Geography
- Location: 455 East Bay Drive, Long Beach, Long Island, NY, United States
- Coordinates: 40°35′39″N 73°39′09″W﻿ / ﻿40.59427°N 73.65262°W

Organization
- Type: Teaching
- Affiliated university: New York Institute of Technology College of Osteopathic Medicine, New York College of Podiatric Medicine

Services
- Emergency department: Yes
- Beds: 403 (203 acute care, 200 sub-acute/skilled nursing)

History
- Founded: 1922
- Closed: 2013

Links
- Lists: Hospitals in the United States

= Long Beach Medical Center =

Long Beach Medical Center (formerly Long Beach Memorial Hospital) was a 403-bed teaching and community hospital located in Long Beach, New York. Long Beach Hospital was destroyed as a result of Hurricane Sandy. Hospital leaders are currently lobbying for state funds to rebuild the hospital. As of 2026, nearby South Nassau Communities Hospital continues to operate a freestanding emergency department on the site of the former Long Beach Hospital.

It is affiliated with the New York College of Osteopathic Medicine and the New York College of Podiatric Medicine.

Medical staff residency training records and verification are available through the Federation of State Medical Boards' Federation Credentials Verification Service (FCVS) Closed Residency program records.

==Facilities==

===Long Beach Medical Center Hospital===
Long Beach Medical Center Hospital includes an emergency department, physical rehabilitation, in-patient psychiatric care, wound and hyperbaric services, and both inpatient and outpatient substance abuse services. Orthopedic care is provided in collaboration with the Hospital for Joint Disease of NYU Langone Medical Center, which is ranked by U.S. News & World Report as the nation's 9th best orthopedic hospital.

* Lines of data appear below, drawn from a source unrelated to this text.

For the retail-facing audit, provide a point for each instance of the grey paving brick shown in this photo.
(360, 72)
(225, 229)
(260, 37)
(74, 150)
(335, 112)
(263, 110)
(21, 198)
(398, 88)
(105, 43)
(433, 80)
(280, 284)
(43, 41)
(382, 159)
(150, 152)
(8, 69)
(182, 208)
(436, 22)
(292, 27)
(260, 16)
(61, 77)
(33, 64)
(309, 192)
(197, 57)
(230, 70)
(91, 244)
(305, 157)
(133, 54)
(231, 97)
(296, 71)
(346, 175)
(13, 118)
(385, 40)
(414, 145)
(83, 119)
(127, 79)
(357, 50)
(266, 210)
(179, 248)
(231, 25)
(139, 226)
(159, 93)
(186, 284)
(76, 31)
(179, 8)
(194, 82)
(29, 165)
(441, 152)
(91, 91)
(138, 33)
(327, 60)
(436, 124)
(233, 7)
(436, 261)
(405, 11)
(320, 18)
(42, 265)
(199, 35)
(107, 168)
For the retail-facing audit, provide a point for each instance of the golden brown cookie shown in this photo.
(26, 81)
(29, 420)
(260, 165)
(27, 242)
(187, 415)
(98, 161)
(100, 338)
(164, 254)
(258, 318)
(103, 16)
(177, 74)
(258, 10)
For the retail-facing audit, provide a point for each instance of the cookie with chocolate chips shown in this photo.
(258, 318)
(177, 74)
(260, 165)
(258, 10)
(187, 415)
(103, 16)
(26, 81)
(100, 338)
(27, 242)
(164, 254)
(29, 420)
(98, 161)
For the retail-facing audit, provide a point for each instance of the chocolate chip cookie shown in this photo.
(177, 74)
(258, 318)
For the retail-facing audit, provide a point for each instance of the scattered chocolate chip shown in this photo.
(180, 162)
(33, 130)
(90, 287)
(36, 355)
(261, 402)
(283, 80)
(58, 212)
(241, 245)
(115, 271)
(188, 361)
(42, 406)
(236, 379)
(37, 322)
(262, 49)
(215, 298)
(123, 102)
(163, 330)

An on-site Family Care Center offers primary and specialty care for patients with limited means.

===The Komanoff Center for Geriatric and Rehabilitative Medicine===
A 200-bed facility providing sub-acute and skilled nursing, founded in 1974, and adjacent to the main hospital at 355 East Bay Drive, Long Beach, New York.

===Professional Building===
Offices for outpatient visits along with some administrative offices are located at the Long Beach Medical Center Professional Building at 249 East Park Avenue, one block south of the main campus.

===Home Health Care===
From offices at the Professional Building, the Home Health Care Agency provides both rehabilitative and long-term in-home care to Nassau County residents with a team of registered nurses and social workers.

==Medical Education==
Long Beach Medical Center is affiliated with New York Institute of Technology College of Osteopathic Medicine, the nation's third largest medical school, and the New York College of Podiatric Medicine, the nation's oldest and largest school of podiatric medicine. The Medical Center offers internships, residencies and clinical clerkships. A Future Physicians program is available for high school students considering careers in medicine.

==Transportation==
Public transportation access is available through Long Beach Bus, with connections to Nassau Inter-County Express and the Long Island Rail Road. On-site and street parking and local taxi service are also available.